Discussões como a venda da produção de cachaça em Rio Pardo de Minas auxiliam a compreender as lógicas econômicas que sufocam a produção familiar, no eixo Sociedade, o que contribui para uma leitura crítica da realidade (AULER, 2007a, b; AULER; DELIZOICOV, 2001; SANTOS; AULER, 2019). A não visibilidade das produções artesanais, dos acordos informais e a escassez de políticas públicas para o pequeno produtor, beneficia empresários e prejudica a produção da cachaça do produtor familiar. Esses dados demonstram a forte presença da clandestinidade da produção e venda de cachaça.

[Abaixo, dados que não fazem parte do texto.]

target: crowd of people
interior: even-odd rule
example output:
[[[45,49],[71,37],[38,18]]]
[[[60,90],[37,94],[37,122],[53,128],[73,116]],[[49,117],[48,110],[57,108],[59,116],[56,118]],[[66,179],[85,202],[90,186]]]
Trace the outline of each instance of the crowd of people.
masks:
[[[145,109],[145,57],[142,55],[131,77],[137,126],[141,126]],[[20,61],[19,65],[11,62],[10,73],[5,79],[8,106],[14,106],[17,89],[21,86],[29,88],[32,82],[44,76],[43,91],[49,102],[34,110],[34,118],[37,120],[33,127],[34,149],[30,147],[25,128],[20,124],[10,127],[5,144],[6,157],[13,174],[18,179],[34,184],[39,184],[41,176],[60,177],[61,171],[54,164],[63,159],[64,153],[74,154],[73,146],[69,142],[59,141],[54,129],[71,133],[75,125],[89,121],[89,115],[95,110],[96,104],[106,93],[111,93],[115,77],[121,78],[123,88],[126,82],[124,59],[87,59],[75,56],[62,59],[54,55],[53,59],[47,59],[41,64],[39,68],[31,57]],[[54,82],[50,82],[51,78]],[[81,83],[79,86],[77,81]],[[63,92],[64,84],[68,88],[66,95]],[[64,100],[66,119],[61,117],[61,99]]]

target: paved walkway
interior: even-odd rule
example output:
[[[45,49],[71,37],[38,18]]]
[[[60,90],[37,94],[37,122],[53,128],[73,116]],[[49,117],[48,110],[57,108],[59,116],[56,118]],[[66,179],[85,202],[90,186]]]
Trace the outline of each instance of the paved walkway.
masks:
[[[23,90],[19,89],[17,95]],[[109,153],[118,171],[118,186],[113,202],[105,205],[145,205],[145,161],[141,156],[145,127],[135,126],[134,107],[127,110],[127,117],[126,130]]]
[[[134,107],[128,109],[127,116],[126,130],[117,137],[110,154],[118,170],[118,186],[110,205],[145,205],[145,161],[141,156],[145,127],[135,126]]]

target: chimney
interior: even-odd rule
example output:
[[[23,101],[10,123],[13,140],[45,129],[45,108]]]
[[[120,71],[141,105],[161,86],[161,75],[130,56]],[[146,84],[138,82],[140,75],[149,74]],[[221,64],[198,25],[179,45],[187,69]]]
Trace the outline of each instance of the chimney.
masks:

A esse respeito, um outro aspecto que merece atenção é um possível paralelo acerca do processo de proibição, clandestinidade, resistência e posterior liberação com taxação da cachaça, no Brasil Colônia e, o processo de certificação vivido atualmente pelos produtores familiares. A continuidade do trabalho desenvolvido por Martin, as margens da certificação, evidencia como a cultura tradicional tem resistido às pressões do mercado para continuar existindo. Esse fenômeno é responsável pela diversidade social/cultural existente hoje no país.
À GUISA DE CONSIDERAÇÕES
O presente estudo, neste artigo relatado, ao dar visibilidade a produção artesanal da cachaça e dar voz ao discurso não oficial, costumeiramente silenciado, aqui na presença do pequeno produtor de cachaça artesanal não certificada, reforça seu compromisso com a Educação do Campo, com a valorização das várias culturas e os modos de vida dos camponeses. Para além de valorizar os saberes envolvidos na produção artesanal da cachaça e sua profícua inserção nas escolas do campo, de modo que os conhecimentos tradicionais possam dialogar com os científicos, é preciso problematizar e desvelar as questões que permeiam esses saberes e suas permanências.
A cachaça tem lugar de destaque no contexto brasileiro, especialmente, por se configurar desde o período do Brasil Colônia, como um símbolo de resistência e da cultura popular brasileira, refletindo, assim, a memória e a identidade do povo brasileiro. Nesse sentido, compreender a produção artesanal da cachaça de um pequeno produtor, a partir de em uma perspectiva que dialógica entre ciência, tecnologia e sociedade pode possibilitar que seja problematizada a realidade e questões da comunidade; a valorização das práticas sociais e emancipação humana, a fim do desenvolvimento de um ensino crítico e reflexivo.